Quote from: SP33DY on January 14, 2022, 09:06:25 AMUnless you are stroking it, the Shovel cylinders will be fine. They return the oil from the top through a hole drilled down the side of the cylinder, this hole intersects with a hole drilled from the inside of the cylinder just below the ring travel.

...

Panhead cylinders after ~1955 had the same hole in the cylinder for returning oil. I think they added that to help put a little more oil on the piston skirt.

-Craig

CraigArizona85248

A couple of other things... The S&S p-series heads have shovelhead exhaust ports. You can't bolt up your panhead exhaust to them. Also, check the rocker arm ratio. I don't know if it is the 1.500:1 ratio (OEM panhead) or 1.420:1 ratio (OEM shovelhead).

-Craig

drifter

When I put STD heads on my pan back in 1999 I opted for the shovel head porting since it had 3 5/8" bore and stroked.  As stated the pan exhaust had to be modified, we cut back the pipes enough to weld shovel head exhaust flanges on them.  Thinking about it now perhaps we should have welded proper sized pipe to the shovel head exhaust flanges and slipped the pan exhaust pipes on to them. 

When my original cases cracked I replaced them with S&S Superstock cases to handle the larger bore and stroke.  I'm running outside oilers out of an opening in the cases between the oil pump and the rear cylinder, the original 1948 (?) cases do not have that opening but I think you can run the outside oil pipes from a "T" off the oil pump.

Nick9900

Im not sure i understand where to t off the pump at?
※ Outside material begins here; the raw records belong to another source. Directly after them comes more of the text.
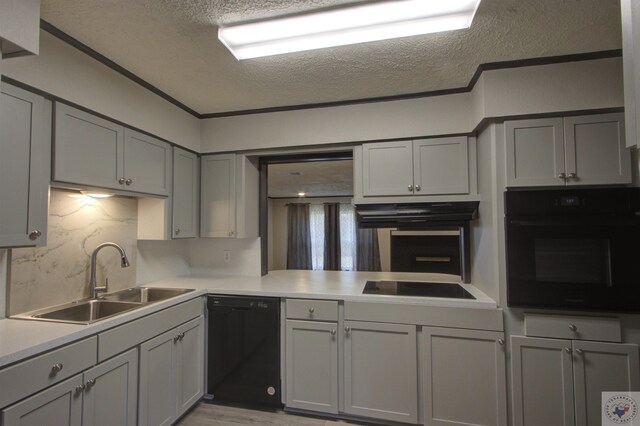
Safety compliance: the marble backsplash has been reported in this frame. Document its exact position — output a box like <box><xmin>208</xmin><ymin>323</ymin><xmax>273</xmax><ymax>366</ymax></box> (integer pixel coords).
<box><xmin>8</xmin><ymin>189</ymin><xmax>138</xmax><ymax>315</ymax></box>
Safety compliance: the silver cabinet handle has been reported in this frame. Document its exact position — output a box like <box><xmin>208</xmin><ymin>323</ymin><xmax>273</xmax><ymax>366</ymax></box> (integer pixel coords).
<box><xmin>51</xmin><ymin>363</ymin><xmax>64</xmax><ymax>376</ymax></box>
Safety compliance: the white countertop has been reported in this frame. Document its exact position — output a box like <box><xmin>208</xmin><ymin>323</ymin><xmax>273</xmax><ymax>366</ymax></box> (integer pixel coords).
<box><xmin>0</xmin><ymin>271</ymin><xmax>497</xmax><ymax>368</ymax></box>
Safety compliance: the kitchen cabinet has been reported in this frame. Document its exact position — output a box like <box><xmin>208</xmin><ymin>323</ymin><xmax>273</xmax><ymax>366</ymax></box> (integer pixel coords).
<box><xmin>504</xmin><ymin>113</ymin><xmax>631</xmax><ymax>187</ymax></box>
<box><xmin>285</xmin><ymin>299</ymin><xmax>339</xmax><ymax>414</ymax></box>
<box><xmin>620</xmin><ymin>0</ymin><xmax>640</xmax><ymax>148</ymax></box>
<box><xmin>355</xmin><ymin>136</ymin><xmax>470</xmax><ymax>197</ymax></box>
<box><xmin>344</xmin><ymin>321</ymin><xmax>418</xmax><ymax>423</ymax></box>
<box><xmin>422</xmin><ymin>327</ymin><xmax>508</xmax><ymax>426</ymax></box>
<box><xmin>200</xmin><ymin>154</ymin><xmax>259</xmax><ymax>238</ymax></box>
<box><xmin>0</xmin><ymin>83</ymin><xmax>51</xmax><ymax>247</ymax></box>
<box><xmin>139</xmin><ymin>316</ymin><xmax>204</xmax><ymax>425</ymax></box>
<box><xmin>172</xmin><ymin>147</ymin><xmax>200</xmax><ymax>238</ymax></box>
<box><xmin>511</xmin><ymin>336</ymin><xmax>640</xmax><ymax>426</ymax></box>
<box><xmin>53</xmin><ymin>102</ymin><xmax>171</xmax><ymax>196</ymax></box>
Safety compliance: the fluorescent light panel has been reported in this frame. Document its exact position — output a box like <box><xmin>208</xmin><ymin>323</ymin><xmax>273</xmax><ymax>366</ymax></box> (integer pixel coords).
<box><xmin>218</xmin><ymin>0</ymin><xmax>480</xmax><ymax>60</ymax></box>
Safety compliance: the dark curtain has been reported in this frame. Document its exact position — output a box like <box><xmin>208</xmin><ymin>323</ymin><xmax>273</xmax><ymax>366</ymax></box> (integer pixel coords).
<box><xmin>356</xmin><ymin>229</ymin><xmax>382</xmax><ymax>271</ymax></box>
<box><xmin>287</xmin><ymin>204</ymin><xmax>312</xmax><ymax>269</ymax></box>
<box><xmin>324</xmin><ymin>203</ymin><xmax>340</xmax><ymax>271</ymax></box>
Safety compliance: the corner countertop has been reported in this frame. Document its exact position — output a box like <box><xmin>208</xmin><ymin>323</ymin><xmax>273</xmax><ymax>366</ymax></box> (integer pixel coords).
<box><xmin>0</xmin><ymin>271</ymin><xmax>497</xmax><ymax>368</ymax></box>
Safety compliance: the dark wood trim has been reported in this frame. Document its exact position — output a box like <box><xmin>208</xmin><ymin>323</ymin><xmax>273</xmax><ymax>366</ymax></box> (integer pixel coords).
<box><xmin>1</xmin><ymin>75</ymin><xmax>200</xmax><ymax>156</ymax></box>
<box><xmin>40</xmin><ymin>19</ymin><xmax>202</xmax><ymax>118</ymax></box>
<box><xmin>33</xmin><ymin>19</ymin><xmax>622</xmax><ymax>119</ymax></box>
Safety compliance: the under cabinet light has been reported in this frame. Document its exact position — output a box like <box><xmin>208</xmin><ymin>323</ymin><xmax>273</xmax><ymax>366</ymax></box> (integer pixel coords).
<box><xmin>218</xmin><ymin>0</ymin><xmax>480</xmax><ymax>60</ymax></box>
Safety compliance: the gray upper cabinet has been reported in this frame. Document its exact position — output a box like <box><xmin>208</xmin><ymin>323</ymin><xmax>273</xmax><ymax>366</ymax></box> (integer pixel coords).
<box><xmin>422</xmin><ymin>327</ymin><xmax>508</xmax><ymax>426</ymax></box>
<box><xmin>53</xmin><ymin>103</ymin><xmax>171</xmax><ymax>196</ymax></box>
<box><xmin>364</xmin><ymin>136</ymin><xmax>469</xmax><ymax>197</ymax></box>
<box><xmin>200</xmin><ymin>154</ymin><xmax>236</xmax><ymax>238</ymax></box>
<box><xmin>344</xmin><ymin>321</ymin><xmax>418</xmax><ymax>423</ymax></box>
<box><xmin>172</xmin><ymin>147</ymin><xmax>200</xmax><ymax>238</ymax></box>
<box><xmin>620</xmin><ymin>0</ymin><xmax>640</xmax><ymax>148</ymax></box>
<box><xmin>0</xmin><ymin>83</ymin><xmax>51</xmax><ymax>247</ymax></box>
<box><xmin>504</xmin><ymin>113</ymin><xmax>632</xmax><ymax>187</ymax></box>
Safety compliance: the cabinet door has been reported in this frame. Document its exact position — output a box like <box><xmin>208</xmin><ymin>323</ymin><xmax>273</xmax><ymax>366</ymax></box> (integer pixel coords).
<box><xmin>362</xmin><ymin>141</ymin><xmax>413</xmax><ymax>197</ymax></box>
<box><xmin>138</xmin><ymin>329</ymin><xmax>178</xmax><ymax>426</ymax></box>
<box><xmin>573</xmin><ymin>340</ymin><xmax>640</xmax><ymax>426</ymax></box>
<box><xmin>82</xmin><ymin>349</ymin><xmax>138</xmax><ymax>426</ymax></box>
<box><xmin>413</xmin><ymin>136</ymin><xmax>469</xmax><ymax>195</ymax></box>
<box><xmin>564</xmin><ymin>113</ymin><xmax>631</xmax><ymax>185</ymax></box>
<box><xmin>200</xmin><ymin>154</ymin><xmax>236</xmax><ymax>238</ymax></box>
<box><xmin>344</xmin><ymin>321</ymin><xmax>418</xmax><ymax>423</ymax></box>
<box><xmin>123</xmin><ymin>129</ymin><xmax>172</xmax><ymax>196</ymax></box>
<box><xmin>172</xmin><ymin>147</ymin><xmax>200</xmax><ymax>238</ymax></box>
<box><xmin>53</xmin><ymin>102</ymin><xmax>124</xmax><ymax>189</ymax></box>
<box><xmin>422</xmin><ymin>327</ymin><xmax>507</xmax><ymax>426</ymax></box>
<box><xmin>1</xmin><ymin>374</ymin><xmax>82</xmax><ymax>426</ymax></box>
<box><xmin>285</xmin><ymin>320</ymin><xmax>338</xmax><ymax>414</ymax></box>
<box><xmin>511</xmin><ymin>336</ymin><xmax>575</xmax><ymax>426</ymax></box>
<box><xmin>176</xmin><ymin>317</ymin><xmax>204</xmax><ymax>418</ymax></box>
<box><xmin>504</xmin><ymin>118</ymin><xmax>565</xmax><ymax>187</ymax></box>
<box><xmin>0</xmin><ymin>83</ymin><xmax>51</xmax><ymax>247</ymax></box>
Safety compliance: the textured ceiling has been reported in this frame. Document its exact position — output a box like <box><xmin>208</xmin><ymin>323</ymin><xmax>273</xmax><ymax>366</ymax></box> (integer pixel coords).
<box><xmin>268</xmin><ymin>160</ymin><xmax>353</xmax><ymax>198</ymax></box>
<box><xmin>41</xmin><ymin>0</ymin><xmax>621</xmax><ymax>114</ymax></box>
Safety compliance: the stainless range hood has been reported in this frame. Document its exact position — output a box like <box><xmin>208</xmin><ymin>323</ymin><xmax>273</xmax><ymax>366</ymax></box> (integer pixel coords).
<box><xmin>356</xmin><ymin>201</ymin><xmax>480</xmax><ymax>229</ymax></box>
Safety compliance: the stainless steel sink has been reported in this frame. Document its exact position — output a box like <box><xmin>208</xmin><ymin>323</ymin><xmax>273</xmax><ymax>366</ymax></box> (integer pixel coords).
<box><xmin>99</xmin><ymin>287</ymin><xmax>194</xmax><ymax>303</ymax></box>
<box><xmin>14</xmin><ymin>300</ymin><xmax>142</xmax><ymax>324</ymax></box>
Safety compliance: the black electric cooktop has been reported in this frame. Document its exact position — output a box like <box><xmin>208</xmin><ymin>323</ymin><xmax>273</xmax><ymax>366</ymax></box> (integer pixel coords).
<box><xmin>362</xmin><ymin>281</ymin><xmax>475</xmax><ymax>299</ymax></box>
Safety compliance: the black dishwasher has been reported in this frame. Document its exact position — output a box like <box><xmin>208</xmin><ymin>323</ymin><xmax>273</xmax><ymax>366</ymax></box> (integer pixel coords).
<box><xmin>207</xmin><ymin>295</ymin><xmax>282</xmax><ymax>407</ymax></box>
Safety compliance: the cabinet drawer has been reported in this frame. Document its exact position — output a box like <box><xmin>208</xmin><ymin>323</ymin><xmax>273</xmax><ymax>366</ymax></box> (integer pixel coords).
<box><xmin>0</xmin><ymin>337</ymin><xmax>97</xmax><ymax>407</ymax></box>
<box><xmin>524</xmin><ymin>314</ymin><xmax>622</xmax><ymax>342</ymax></box>
<box><xmin>287</xmin><ymin>299</ymin><xmax>338</xmax><ymax>321</ymax></box>
<box><xmin>98</xmin><ymin>297</ymin><xmax>204</xmax><ymax>362</ymax></box>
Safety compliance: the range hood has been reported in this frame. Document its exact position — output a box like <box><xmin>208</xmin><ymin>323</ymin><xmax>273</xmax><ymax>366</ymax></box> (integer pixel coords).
<box><xmin>356</xmin><ymin>201</ymin><xmax>480</xmax><ymax>229</ymax></box>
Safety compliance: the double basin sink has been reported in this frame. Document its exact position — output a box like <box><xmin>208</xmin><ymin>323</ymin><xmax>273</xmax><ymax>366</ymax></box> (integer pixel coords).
<box><xmin>12</xmin><ymin>287</ymin><xmax>194</xmax><ymax>324</ymax></box>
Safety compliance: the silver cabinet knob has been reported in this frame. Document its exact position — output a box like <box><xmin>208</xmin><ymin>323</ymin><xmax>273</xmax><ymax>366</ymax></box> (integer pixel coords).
<box><xmin>51</xmin><ymin>363</ymin><xmax>64</xmax><ymax>376</ymax></box>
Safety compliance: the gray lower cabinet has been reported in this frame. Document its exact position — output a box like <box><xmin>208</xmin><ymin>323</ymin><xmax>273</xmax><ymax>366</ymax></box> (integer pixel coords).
<box><xmin>344</xmin><ymin>321</ymin><xmax>418</xmax><ymax>423</ymax></box>
<box><xmin>171</xmin><ymin>146</ymin><xmax>200</xmax><ymax>238</ymax></box>
<box><xmin>286</xmin><ymin>320</ymin><xmax>338</xmax><ymax>414</ymax></box>
<box><xmin>138</xmin><ymin>316</ymin><xmax>204</xmax><ymax>425</ymax></box>
<box><xmin>0</xmin><ymin>83</ymin><xmax>51</xmax><ymax>247</ymax></box>
<box><xmin>511</xmin><ymin>336</ymin><xmax>640</xmax><ymax>426</ymax></box>
<box><xmin>422</xmin><ymin>327</ymin><xmax>508</xmax><ymax>426</ymax></box>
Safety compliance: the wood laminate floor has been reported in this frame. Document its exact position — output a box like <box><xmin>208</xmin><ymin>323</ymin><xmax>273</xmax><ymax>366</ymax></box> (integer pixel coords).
<box><xmin>178</xmin><ymin>402</ymin><xmax>364</xmax><ymax>426</ymax></box>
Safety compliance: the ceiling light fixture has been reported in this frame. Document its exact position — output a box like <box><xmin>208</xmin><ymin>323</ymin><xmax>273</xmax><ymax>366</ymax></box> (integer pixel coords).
<box><xmin>218</xmin><ymin>0</ymin><xmax>480</xmax><ymax>60</ymax></box>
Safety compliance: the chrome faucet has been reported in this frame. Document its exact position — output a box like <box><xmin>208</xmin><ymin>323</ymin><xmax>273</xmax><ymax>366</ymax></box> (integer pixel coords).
<box><xmin>89</xmin><ymin>242</ymin><xmax>129</xmax><ymax>299</ymax></box>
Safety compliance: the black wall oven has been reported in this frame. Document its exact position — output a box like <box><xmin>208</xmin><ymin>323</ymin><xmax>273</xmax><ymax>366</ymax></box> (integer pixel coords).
<box><xmin>505</xmin><ymin>188</ymin><xmax>640</xmax><ymax>312</ymax></box>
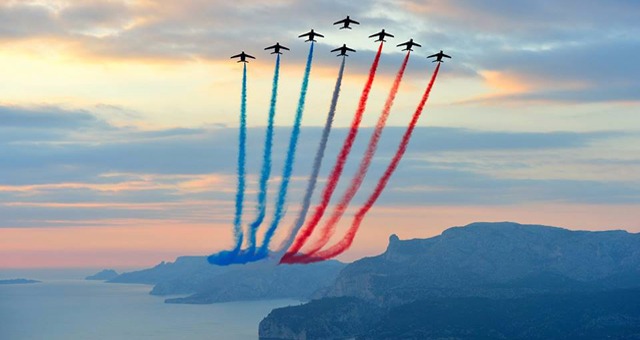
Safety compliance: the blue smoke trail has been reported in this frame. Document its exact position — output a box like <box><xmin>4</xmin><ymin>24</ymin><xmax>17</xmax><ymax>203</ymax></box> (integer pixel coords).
<box><xmin>234</xmin><ymin>54</ymin><xmax>280</xmax><ymax>263</ymax></box>
<box><xmin>253</xmin><ymin>42</ymin><xmax>313</xmax><ymax>261</ymax></box>
<box><xmin>278</xmin><ymin>57</ymin><xmax>346</xmax><ymax>253</ymax></box>
<box><xmin>207</xmin><ymin>63</ymin><xmax>247</xmax><ymax>266</ymax></box>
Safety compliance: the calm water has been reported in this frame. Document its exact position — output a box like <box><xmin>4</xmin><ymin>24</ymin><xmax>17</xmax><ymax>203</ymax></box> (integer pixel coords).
<box><xmin>0</xmin><ymin>280</ymin><xmax>299</xmax><ymax>340</ymax></box>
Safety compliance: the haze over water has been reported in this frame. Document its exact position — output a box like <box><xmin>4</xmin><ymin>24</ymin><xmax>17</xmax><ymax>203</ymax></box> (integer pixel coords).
<box><xmin>0</xmin><ymin>280</ymin><xmax>298</xmax><ymax>340</ymax></box>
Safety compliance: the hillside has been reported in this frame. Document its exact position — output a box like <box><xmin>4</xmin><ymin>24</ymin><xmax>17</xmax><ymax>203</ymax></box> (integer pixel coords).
<box><xmin>108</xmin><ymin>256</ymin><xmax>344</xmax><ymax>304</ymax></box>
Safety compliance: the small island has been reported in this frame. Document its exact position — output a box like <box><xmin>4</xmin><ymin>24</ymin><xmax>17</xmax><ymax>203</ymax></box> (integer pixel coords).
<box><xmin>84</xmin><ymin>269</ymin><xmax>120</xmax><ymax>281</ymax></box>
<box><xmin>0</xmin><ymin>279</ymin><xmax>41</xmax><ymax>285</ymax></box>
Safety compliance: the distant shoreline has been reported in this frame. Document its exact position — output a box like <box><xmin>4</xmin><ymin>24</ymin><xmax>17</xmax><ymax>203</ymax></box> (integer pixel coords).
<box><xmin>0</xmin><ymin>279</ymin><xmax>42</xmax><ymax>285</ymax></box>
I heard rumor you could go off the oil pressure gauge location but that is hear say. All wondered about modifying the cam plate to be similar to the old knuck's and do the oiler from there. Is either one a viable thought? My current exhaust is just some generic drag pipes so replacing them with shovel is no problem.

drifter

Oil pressure gauge location will work, it is toward the outside edge and may not look clean enough if that is a concern.  If you modify the cam plate you can buy a chrome pipe system that is designed for that, I think most part suppliers will have what you need.  On the oil pump, I think you can "T" off any fitting that has oil pressure, you don't want too much flow to the heads or you will have leaking pan gaskets.  The modified cam plate system is one pipe into two and is restricted flow to not flood the heads or rob the rest of the engine of it's needed flow.  I made my own pipe system using the knuck style pipe that I used to use to get the correct size pipe, I used brake line from the auto parts store that bends easily and a variety of fittings, it fits behind the push rod tubes and polishes up like copper but is a blend of metal.  Back when I was figuring out what I wanted I found several manufacturers on line, some were complicated and expensive and some were simple and cheap, most took the supply from a fitting on the oil pump although I can't remember which one now but I think it was on top of the pump.